And in addition to managing the plants he supplies to classes, Garinger still finds time to nurture every plant that comes his way.

Last summer, Garinger came across a rare desert plant from Somalia on eBay to add to his collection. When the plant bloomed this fall, he said some members of the Connecticut Cactus and Succulent Society who visited the greenhouses were surprised that Garinger was able to grow the exotic plant in an urban greenhouse.

“He had to give the plant individualized attention,” Connecticut Cactus and Succulent Society President Matthew Opel said. “I’m really not sure how he can personally manage everything.”

Indeed, most greenhouses employ a larger staff of people to provide plants to classes. At Dartmouth, for example, the Murdough Greenhouse’s website says that three people work in a single greenhouse.

But Eric Larson, the greenhouse’s manager, said that Garinger’s “plantsmanship” allows the operation to run smoothly.

“My job is to ask him what he needs and get out of the way,” Larson said, adding that despite the amount of work he has to do, Garinger still manages to display the plants in an aesthetically pleasing manner.

In particular, Garinger’s desert collection is largely growing in beds rather than pots — an arrangement Garinger said is significantly more difficult to manage, as it is harder to give the plants individual attention. Still, he said he feels the plants look more beautiful when displayed in beds.

“I’ve always been, I think, a hidden artist,” Garinger said. “But I’ve never been able to draw.”

HORTICULTURIST OR TEACHER?

Still, Garinger’s job entails a strict weekly schedule to accommodate the needs of the lab course that meets in the greenhouse.

Students in the “Plant Diversity and Evolution” lab this Tuesday studied one of Garinger’s plants — the Cornus florida, otherwise known as the Appalachian Spring, a tree with four-petaled white flowers. Several weeks prior, Garinger had to bring the tree into the warmth of the greenhouse to ensure it would bloom on time to be studied by students.

Clement said Garinger has artificially timed the flowering of numerous plants studied in her course.
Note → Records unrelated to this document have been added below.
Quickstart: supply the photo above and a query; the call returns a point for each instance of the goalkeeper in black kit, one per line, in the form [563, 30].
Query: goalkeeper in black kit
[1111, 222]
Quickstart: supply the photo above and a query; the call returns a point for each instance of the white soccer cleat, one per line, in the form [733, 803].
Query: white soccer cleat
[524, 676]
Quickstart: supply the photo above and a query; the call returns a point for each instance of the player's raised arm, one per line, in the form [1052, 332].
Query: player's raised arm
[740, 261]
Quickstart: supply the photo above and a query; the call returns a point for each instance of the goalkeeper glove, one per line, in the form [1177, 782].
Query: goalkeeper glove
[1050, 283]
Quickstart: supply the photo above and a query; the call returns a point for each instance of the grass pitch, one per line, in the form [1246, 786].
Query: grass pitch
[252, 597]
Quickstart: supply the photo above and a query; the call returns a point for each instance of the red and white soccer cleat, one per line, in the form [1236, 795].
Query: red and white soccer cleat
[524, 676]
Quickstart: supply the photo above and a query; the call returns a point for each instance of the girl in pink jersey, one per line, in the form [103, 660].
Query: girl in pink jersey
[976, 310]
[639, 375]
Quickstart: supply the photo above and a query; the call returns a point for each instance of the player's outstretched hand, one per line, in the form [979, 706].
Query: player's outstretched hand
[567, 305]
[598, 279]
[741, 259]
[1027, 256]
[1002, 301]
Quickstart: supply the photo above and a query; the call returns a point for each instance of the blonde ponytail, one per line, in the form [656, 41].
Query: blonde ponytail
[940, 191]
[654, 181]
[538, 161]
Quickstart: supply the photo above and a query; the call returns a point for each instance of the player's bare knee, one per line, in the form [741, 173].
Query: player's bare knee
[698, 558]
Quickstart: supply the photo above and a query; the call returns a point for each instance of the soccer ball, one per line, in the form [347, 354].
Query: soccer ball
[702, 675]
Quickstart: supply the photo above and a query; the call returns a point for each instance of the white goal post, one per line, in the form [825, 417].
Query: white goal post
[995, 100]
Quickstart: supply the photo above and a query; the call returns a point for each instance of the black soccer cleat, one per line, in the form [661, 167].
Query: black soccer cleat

While she said there are plenty of gardening reference texts to help time the flowering of trees, too many other factors influence the bloom for these to be completely effective, she said.

“There’s certainly a knack to timing the flowering of the plants, and he definitely has that ability,” she said. “A lot of it I would attribute to 30 years of experience, but he still really has a knack for it.”

Part of the trick, Garinger said, is to bring multiple samples of the plant studied into the greenhouses at different times to make sure that at least one blooms on time.

Though Garinger said his job is very time-consuming and sometimes stressful, he said seeing students enjoy the lab makes all the work and stress he endures in his job “melt away.”

And students who take labs at the Marsh Botanic Gardens said his enthusiasm for the plants is evident even in their limited interaction with him.

“He’s always super jolly about his plants,” Jaime Sunwoo ’14 said. “Even though we don’t talk to him a lot, he’s a huge presence.”

The Marsh Botanic Gardens were founded in 1899.